Dossier
«C’était un travail obscène mais nécessaire»
Depuis 1934, personne ne s’était plus risqué à traduire en français Mein Kampf. Invité à Fribourg par le Professeur de l’Unifr Thomas Hunkeler, le traducteur Olivier Mannoni a expliqué les enjeux et les conditions de production de la nouvelle édition critique de l’ouvrage d’Hitler, parue en 2021 aux Editions Fayard.
Plutôt que de retraduire Mein Kampf, pourquoi ne pas laisser une bonne fois pour toutes cet ouvrage aux oubliettes?

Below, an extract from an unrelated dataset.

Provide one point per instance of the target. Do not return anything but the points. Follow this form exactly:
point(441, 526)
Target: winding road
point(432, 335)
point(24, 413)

Olivier Mannoni: Pour une raison très simple: si vous voulez éviter que des horreurs telles que celles qui ont été commises par les nazis ne se reproduisent, il faut connaître le contexte dans lequel elles ont été produites, les comprendre, les analyser. Mein Kampf, aussi insoutenable soit-il, est un document historique qui doit être rendu accessible, du moins aux chercheurs·euses. Il y a, encore et toujours, un culte autour de ce livre. Ce culte, il faut le refroidir. Montrer aux lectrices et aux lecteurs les mécanismes qui sous-tendent son discours afin de leur éviter de tomber dans le panneau. Traduire Mein Kampf est un travail obscène mais nécessaire, comme sont nécessaires les travaux des historien·ne·s.
Quels sont-ils, ces mécanismes qui sous-tendent le discours d’Hitler?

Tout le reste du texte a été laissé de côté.